Steven Byrnes comments on Does reducing the amount of RL for a given capability level make AI safer?

Steven Byrnes 13 May 2024 19:28 UTC
8 points
9
@nostalgebraist bites that bullet here:
“Reinforcement learning” (RL) is not a technique. It’s a problem statement, i.e. a way of framing a task as an optimization problem, so you can hand it over to a mechanical optimizer.

What’s more, even calling it a problem statement is misleading, because it’s (almost) the most general problem statement possible for any arbitrary task. If you try to formalize a concept like “doing a task well,“ or even “being an entity that acts freely and wants things,” in the most generic terms with no constraints whatsoever, you end up writing down “reinforcement learning.”
and so does Russell & Norvig 3rd edition
Reinforcement learning might be considered to encompass all of AI.
…That’s not my perspective though.
For my part, there’s a stereotypical core of things-I-call-RL which entails:
- (A) There’s a notion of the AI’s outputs being better or worse
- (B) But we don’t have ground truth (even after-the-fact) about what any particular output should ideally have been
- (C) Therefore the system needs to do some kind of explore-exploit.
By this (loose) definition, both model-based and model-free RL are central examples of “reinforcement learning”, whereas LLM self-supervised base models are not reinforcement learning (cf. (B), (C)), nor are ConvNet classifiers trained on ImageNet (ditto), nor are clustering algorithms (cf. (A), (C)), nor is A* or any other exhaustive search within a simple deterministic domain (cf. (C)), nor are VAEs (cf. (C)), etc.
(A,B,C) is generally the situation you face if you want an AI to win at videogames or board games, control bodies while adapting to unpredictable injuries or terrain, write down math proofs, design chips, found companies, and so on.
This (loose) definition of RL connects to AGI safety because (B-C) makes it harder to predict the outputs of an RL system. E.g. we can plausibly guess that an LLM base model, given internet-text-like prompts, will continue in an internet-text-typical way. Granted, given OOD prompts, it’s harder to say things a priori about the output. But that’s nothing compared to e.g. AlphaZero or AlphaStar, where we’re almost completely in the dark about what the trained model will do in any nontrivial game-state whatsoever. (…Then extrapolate the latter to human-level AGIs acting in the real world!)

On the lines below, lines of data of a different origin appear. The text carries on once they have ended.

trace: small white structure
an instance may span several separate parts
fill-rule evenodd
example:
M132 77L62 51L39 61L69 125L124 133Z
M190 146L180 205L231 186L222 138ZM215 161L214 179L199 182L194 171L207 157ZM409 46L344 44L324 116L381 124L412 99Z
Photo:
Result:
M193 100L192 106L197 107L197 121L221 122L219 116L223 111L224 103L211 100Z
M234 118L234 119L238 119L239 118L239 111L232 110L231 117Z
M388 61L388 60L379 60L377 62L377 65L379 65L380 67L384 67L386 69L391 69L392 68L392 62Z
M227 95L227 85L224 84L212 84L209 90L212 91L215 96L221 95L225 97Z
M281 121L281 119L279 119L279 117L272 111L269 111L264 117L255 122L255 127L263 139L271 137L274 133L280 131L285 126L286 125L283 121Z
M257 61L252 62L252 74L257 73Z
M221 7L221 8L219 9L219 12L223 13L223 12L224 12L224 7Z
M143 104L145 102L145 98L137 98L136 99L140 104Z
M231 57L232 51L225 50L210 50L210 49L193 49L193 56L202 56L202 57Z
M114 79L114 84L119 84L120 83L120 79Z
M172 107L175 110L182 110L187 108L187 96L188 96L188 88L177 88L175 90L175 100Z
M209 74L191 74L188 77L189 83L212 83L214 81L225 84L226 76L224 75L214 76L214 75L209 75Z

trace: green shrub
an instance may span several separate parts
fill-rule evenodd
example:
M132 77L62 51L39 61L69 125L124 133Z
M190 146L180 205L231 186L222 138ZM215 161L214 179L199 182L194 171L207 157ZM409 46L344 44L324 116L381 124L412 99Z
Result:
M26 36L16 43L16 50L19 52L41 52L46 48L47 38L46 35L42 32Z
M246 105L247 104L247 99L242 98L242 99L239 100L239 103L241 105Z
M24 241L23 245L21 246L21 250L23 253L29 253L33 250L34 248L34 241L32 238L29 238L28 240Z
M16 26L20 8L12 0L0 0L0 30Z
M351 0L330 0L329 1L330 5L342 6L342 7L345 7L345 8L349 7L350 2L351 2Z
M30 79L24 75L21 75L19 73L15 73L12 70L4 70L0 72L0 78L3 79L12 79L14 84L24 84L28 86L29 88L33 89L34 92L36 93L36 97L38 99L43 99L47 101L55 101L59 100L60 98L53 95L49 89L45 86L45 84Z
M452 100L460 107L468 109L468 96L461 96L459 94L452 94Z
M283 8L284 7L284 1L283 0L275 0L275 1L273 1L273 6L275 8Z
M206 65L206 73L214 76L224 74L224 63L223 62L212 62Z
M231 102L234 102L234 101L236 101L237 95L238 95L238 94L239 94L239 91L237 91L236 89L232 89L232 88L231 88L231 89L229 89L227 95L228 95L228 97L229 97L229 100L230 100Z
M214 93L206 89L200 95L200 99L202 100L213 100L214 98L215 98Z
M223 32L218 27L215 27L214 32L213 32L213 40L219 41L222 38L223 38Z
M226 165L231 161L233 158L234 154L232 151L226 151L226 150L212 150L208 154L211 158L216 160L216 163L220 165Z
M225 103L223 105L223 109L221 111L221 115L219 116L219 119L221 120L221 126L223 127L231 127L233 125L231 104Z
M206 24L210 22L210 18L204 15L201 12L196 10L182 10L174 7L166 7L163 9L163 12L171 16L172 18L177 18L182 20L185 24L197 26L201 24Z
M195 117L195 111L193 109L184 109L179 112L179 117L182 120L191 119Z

(That’s not an argument that “we’re doomed if AGI is based on RL”, but I do think that a very RL-centric AGI would need tailored approaches to thinking about safety and alignment that wouldn’t apply to LLMs; and I likewise think that likewise a massive increase in the scope and centrality of LLM-related RL (beyond the RLHF status quo) would raise new (and concerning) alignment issues, different from the ones we’re used to with LLMs today.)